Black Eyed Peas frontman becomes the first man to land (a song) on Mars. Here's why he did it
NASA's Curiosity rover wasn't the only presence on Mars this week. To premiere his latest single, "Reach for the Stars (Mars Edition)," Black Eyed Peas frontman Will.i.am partnered with NASA to beam the orchestra-laced track to the rover while it traveled to the Red Planet.
Upon landing, Curiosity transmitted the song back to the Jet Propulsion Laboratory in La Canada Flintridge, Calif., where Will.i.am debuted the cut for NASA officials, JPL personnel, VIP attendees and 53 students from his hometown of Boyle Heights, Calif. The transmission of the song from Mars to Earth took nearly 15 minutes.
The unusual premiere speaks to Will.i.am's larger initiative to inspire students and young people to cultivate an interest in science. At the JPL event, the artist, born William James Adams Jr., also announced a partnership between his i.am.angel Foundation and digital resource provider Discovery Education for a program called i.am.STEAM, intended to bring science, technology, engineering, art and math (or STEAM) to K-12 classrooms around the country.
Will.i.am isn't the first musician whose music cracked Earth's atmosphere. The Voyager deep-space probes, launched in 1977, house a copy of Chuck Berry's "Johnny B. Goode," for instance, but Will.i.am became the first to have a song on Mars. He initially connected with NASA after buying a $5 million time block on ABC for the back-to-school one-hour TV special "i.am.FIRST-Science Is Rock and Roll" last August. (The special was filmed at the 2011 FIRST Robotics Championships for kids.) After the show, NASA administrator Charlie Bolden was piqued by Will.i.am's educational initiative, inviting him to attend the Curiosity launch at Cape Canaveral in November and putting in motion the idea to beam an original song on a 708 million mile round trip between Earth and Mars.
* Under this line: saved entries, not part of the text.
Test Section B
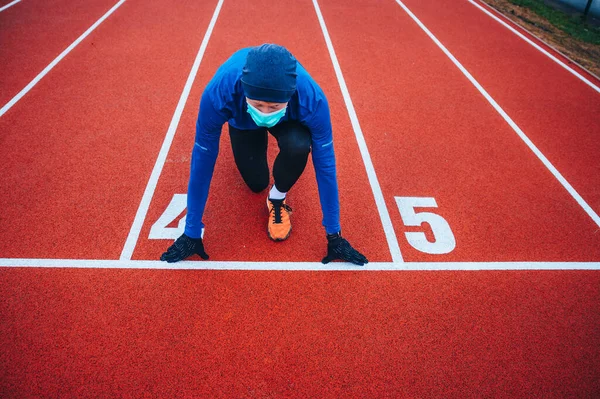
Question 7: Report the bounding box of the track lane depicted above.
[317,0,600,262]
[130,0,391,262]
[0,0,220,258]
[400,0,600,222]
[471,0,600,89]
[0,0,120,107]
[1,267,599,397]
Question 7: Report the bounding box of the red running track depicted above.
[130,0,390,262]
[1,0,600,397]
[318,0,600,262]
[0,0,120,106]
[401,0,600,221]
[0,0,219,258]
[1,268,599,397]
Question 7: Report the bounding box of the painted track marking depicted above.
[312,0,404,263]
[0,0,21,12]
[119,0,224,260]
[1,258,599,270]
[470,0,600,93]
[393,0,600,229]
[0,0,126,117]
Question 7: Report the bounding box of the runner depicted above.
[160,44,368,265]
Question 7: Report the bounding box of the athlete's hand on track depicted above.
[322,232,368,266]
[160,233,209,263]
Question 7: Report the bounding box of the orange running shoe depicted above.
[267,197,293,241]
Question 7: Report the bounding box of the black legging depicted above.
[229,121,311,193]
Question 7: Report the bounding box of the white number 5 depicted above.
[395,197,456,254]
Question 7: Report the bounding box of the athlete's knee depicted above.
[280,126,311,157]
[245,175,269,193]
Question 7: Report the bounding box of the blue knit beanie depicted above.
[241,44,297,103]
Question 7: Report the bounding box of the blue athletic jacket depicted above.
[184,47,340,238]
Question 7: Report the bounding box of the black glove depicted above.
[160,233,209,263]
[322,232,368,266]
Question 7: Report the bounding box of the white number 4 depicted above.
[395,197,456,254]
[149,194,188,239]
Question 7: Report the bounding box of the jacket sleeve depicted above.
[184,91,229,238]
[305,97,341,234]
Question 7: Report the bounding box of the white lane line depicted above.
[470,0,600,94]
[394,0,600,229]
[311,0,404,263]
[0,0,21,12]
[0,0,126,117]
[0,258,599,270]
[119,0,224,260]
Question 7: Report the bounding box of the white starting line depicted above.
[0,258,599,270]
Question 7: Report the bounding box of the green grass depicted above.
[509,0,600,44]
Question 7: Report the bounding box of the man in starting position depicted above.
[160,44,368,266]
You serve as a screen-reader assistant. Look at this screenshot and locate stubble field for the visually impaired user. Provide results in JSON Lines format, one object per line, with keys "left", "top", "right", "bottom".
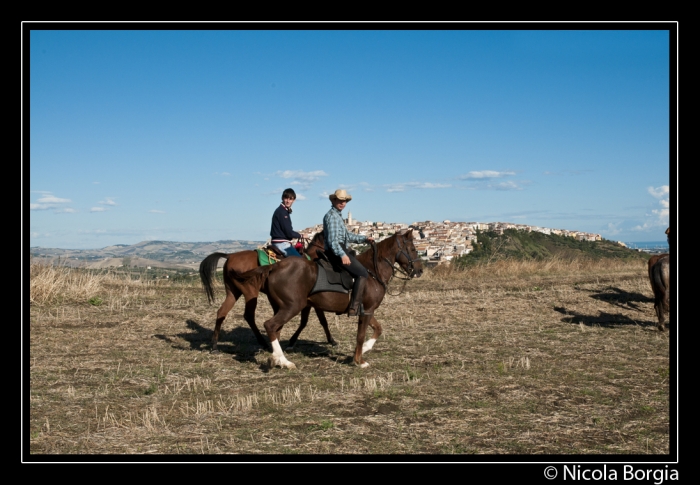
{"left": 28, "top": 257, "right": 672, "bottom": 457}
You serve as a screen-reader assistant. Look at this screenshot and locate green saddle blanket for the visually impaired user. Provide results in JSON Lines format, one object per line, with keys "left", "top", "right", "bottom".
{"left": 257, "top": 249, "right": 310, "bottom": 266}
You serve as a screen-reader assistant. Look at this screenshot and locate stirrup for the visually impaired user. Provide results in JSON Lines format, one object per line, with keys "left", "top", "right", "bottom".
{"left": 348, "top": 303, "right": 364, "bottom": 317}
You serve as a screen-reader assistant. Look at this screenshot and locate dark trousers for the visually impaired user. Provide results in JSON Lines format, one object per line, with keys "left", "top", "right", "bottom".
{"left": 328, "top": 245, "right": 368, "bottom": 279}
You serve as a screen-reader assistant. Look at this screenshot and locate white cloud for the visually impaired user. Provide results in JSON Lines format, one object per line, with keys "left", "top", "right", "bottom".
{"left": 55, "top": 208, "right": 77, "bottom": 213}
{"left": 275, "top": 170, "right": 328, "bottom": 181}
{"left": 458, "top": 170, "right": 516, "bottom": 180}
{"left": 633, "top": 185, "right": 670, "bottom": 232}
{"left": 30, "top": 192, "right": 73, "bottom": 211}
{"left": 385, "top": 182, "right": 451, "bottom": 192}
{"left": 30, "top": 203, "right": 52, "bottom": 211}
{"left": 605, "top": 222, "right": 623, "bottom": 236}
{"left": 149, "top": 209, "right": 165, "bottom": 213}
{"left": 99, "top": 197, "right": 117, "bottom": 206}
{"left": 90, "top": 207, "right": 107, "bottom": 212}
{"left": 275, "top": 170, "right": 328, "bottom": 189}
{"left": 38, "top": 194, "right": 71, "bottom": 204}
{"left": 652, "top": 208, "right": 669, "bottom": 219}
{"left": 295, "top": 193, "right": 307, "bottom": 201}
{"left": 487, "top": 181, "right": 522, "bottom": 191}
{"left": 648, "top": 185, "right": 669, "bottom": 199}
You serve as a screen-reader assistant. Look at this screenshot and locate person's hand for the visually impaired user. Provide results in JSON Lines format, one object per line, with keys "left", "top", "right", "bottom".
{"left": 341, "top": 255, "right": 351, "bottom": 265}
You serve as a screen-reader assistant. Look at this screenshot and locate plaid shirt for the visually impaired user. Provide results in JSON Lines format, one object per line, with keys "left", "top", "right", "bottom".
{"left": 323, "top": 206, "right": 367, "bottom": 257}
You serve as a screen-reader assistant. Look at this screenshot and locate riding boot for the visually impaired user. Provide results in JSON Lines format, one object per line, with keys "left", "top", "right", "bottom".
{"left": 348, "top": 276, "right": 367, "bottom": 317}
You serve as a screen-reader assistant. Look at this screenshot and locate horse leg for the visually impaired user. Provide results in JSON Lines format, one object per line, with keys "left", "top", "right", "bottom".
{"left": 362, "top": 316, "right": 383, "bottom": 354}
{"left": 353, "top": 315, "right": 372, "bottom": 368}
{"left": 287, "top": 306, "right": 311, "bottom": 350}
{"left": 654, "top": 305, "right": 666, "bottom": 332}
{"left": 315, "top": 308, "right": 338, "bottom": 346}
{"left": 263, "top": 309, "right": 301, "bottom": 369}
{"left": 655, "top": 297, "right": 666, "bottom": 331}
{"left": 242, "top": 295, "right": 270, "bottom": 351}
{"left": 212, "top": 287, "right": 237, "bottom": 353}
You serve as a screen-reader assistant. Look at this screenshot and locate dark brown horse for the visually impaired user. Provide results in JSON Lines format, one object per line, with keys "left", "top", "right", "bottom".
{"left": 648, "top": 227, "right": 671, "bottom": 331}
{"left": 236, "top": 229, "right": 423, "bottom": 368}
{"left": 648, "top": 254, "right": 670, "bottom": 331}
{"left": 199, "top": 232, "right": 336, "bottom": 352}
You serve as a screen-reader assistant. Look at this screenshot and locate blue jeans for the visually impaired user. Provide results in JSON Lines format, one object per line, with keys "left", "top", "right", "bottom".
{"left": 272, "top": 241, "right": 301, "bottom": 257}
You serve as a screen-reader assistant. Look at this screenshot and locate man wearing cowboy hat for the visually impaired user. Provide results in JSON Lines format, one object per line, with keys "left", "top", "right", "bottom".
{"left": 323, "top": 189, "right": 374, "bottom": 317}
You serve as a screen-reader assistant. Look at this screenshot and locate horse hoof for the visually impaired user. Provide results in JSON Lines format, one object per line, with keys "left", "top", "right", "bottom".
{"left": 355, "top": 361, "right": 370, "bottom": 368}
{"left": 210, "top": 349, "right": 220, "bottom": 354}
{"left": 330, "top": 340, "right": 338, "bottom": 347}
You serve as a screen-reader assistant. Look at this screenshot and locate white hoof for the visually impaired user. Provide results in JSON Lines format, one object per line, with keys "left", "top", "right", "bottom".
{"left": 355, "top": 361, "right": 370, "bottom": 368}
{"left": 270, "top": 356, "right": 296, "bottom": 369}
{"left": 270, "top": 339, "right": 295, "bottom": 369}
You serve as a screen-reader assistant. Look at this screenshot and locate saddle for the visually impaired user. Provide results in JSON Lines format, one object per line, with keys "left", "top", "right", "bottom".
{"left": 310, "top": 249, "right": 354, "bottom": 294}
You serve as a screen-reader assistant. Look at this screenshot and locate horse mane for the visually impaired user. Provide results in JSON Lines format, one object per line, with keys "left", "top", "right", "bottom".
{"left": 356, "top": 230, "right": 412, "bottom": 267}
{"left": 310, "top": 231, "right": 324, "bottom": 245}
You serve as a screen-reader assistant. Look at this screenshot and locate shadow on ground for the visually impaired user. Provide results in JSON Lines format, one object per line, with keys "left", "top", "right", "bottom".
{"left": 154, "top": 319, "right": 339, "bottom": 365}
{"left": 584, "top": 286, "right": 653, "bottom": 312}
{"left": 553, "top": 306, "right": 657, "bottom": 329}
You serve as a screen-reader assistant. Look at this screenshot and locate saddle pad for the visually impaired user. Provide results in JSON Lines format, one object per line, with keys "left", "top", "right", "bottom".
{"left": 257, "top": 249, "right": 278, "bottom": 266}
{"left": 310, "top": 260, "right": 353, "bottom": 295}
{"left": 257, "top": 249, "right": 312, "bottom": 266}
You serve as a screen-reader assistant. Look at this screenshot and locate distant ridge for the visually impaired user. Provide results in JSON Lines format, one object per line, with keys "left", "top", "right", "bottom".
{"left": 453, "top": 229, "right": 651, "bottom": 267}
{"left": 29, "top": 239, "right": 265, "bottom": 270}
Will.i.am set to work on the track, enlisting a 40-piece orchestra, two youth choirs and producer/rapper Lil Jon, who contributed additional vocals. But the song's main goal was to engage the next generation in continuing science education. "We realize that as cool as this is, there was a lot of work that needs to be done in terms of STEAM education here on Earth," i.am.angel Foundation executive director Justin Paschal says.
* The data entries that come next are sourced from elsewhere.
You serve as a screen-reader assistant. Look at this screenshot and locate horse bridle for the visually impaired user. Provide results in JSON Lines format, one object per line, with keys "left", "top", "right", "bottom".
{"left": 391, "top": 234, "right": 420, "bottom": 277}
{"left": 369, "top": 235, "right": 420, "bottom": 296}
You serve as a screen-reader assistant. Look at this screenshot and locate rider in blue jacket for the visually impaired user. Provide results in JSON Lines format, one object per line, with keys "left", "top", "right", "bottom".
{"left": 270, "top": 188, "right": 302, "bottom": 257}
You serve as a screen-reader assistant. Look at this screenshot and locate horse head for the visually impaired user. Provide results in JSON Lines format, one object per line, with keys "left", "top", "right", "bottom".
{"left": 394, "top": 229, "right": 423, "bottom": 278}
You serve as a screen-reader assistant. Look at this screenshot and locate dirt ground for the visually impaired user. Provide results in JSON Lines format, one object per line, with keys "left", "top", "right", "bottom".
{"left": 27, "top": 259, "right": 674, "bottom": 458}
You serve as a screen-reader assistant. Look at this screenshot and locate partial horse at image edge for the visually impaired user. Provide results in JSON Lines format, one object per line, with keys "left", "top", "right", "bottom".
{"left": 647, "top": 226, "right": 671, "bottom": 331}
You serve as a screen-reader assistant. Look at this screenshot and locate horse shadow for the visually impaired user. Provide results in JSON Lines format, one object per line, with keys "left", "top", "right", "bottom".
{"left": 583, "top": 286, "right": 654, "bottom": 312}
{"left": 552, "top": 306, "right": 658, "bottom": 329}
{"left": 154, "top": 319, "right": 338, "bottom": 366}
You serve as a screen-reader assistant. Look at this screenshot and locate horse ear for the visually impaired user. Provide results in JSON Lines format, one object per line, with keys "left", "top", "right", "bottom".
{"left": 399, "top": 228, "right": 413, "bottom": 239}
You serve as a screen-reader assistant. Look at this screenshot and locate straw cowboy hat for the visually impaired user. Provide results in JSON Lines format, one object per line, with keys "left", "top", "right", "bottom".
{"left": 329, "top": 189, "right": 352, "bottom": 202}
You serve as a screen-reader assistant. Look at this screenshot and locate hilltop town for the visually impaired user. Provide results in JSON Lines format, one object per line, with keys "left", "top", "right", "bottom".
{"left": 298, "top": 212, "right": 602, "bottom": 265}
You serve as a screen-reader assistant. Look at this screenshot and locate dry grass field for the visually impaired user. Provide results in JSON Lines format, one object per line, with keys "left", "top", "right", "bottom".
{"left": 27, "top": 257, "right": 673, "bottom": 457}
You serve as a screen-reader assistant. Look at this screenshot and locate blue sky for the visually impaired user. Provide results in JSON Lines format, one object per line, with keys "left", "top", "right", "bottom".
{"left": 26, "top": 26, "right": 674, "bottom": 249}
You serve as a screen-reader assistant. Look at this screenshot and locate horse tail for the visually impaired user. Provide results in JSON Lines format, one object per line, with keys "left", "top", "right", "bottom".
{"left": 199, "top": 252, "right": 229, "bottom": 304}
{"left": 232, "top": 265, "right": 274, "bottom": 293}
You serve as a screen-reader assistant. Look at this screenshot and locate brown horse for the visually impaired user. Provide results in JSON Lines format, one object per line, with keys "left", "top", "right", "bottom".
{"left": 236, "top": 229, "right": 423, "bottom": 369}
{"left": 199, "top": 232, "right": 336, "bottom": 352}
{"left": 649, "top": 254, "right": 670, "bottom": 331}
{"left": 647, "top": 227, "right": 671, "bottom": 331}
Shortly after the song's out-of-this-world premiere, "Reach for the Stars" was made available to streaming services like Spotify and to iTunes. The track's high-profile launch coincides with the upcoming release of Will.i.am's often-delayed solo album, #WillPower, due this fall on Interscope. Will.i.am wouldn't confirm that the song will end up on the album, which reportedly features guest appearances from Britney Spears, Nicole Scherzinger and Rihanna, instead saying that the focus is more about using music to highlight his mission.
"I have a record coming out but I have a whole bunch of facts and passion projects that bring opportunity to people that are [also] coming out. So if my music brings awareness to those things, that's amazing," Will.i.am says. "I'm not doing music to sell records. Even though selling a record is cool, the song being heard is more important. I have some of the most downloaded songs [of all time]. Am I supposed to compete with myself? Because I'm probably going to lose to myself. So I need to start doing things to bring opportunity."
While the initiative stirred up media attention, Will.i.am is more focused on continuing his relationship with NASA, hoping that more will join in his efforts.
"We need the help of popular culture because if we don't care and don't start caring, then people that care about profits that contradict wellness and helping lives can manipulate the fact that we don't care," he says. "There are a whole bunch of forces out there to distract you from that. We need to make a difference."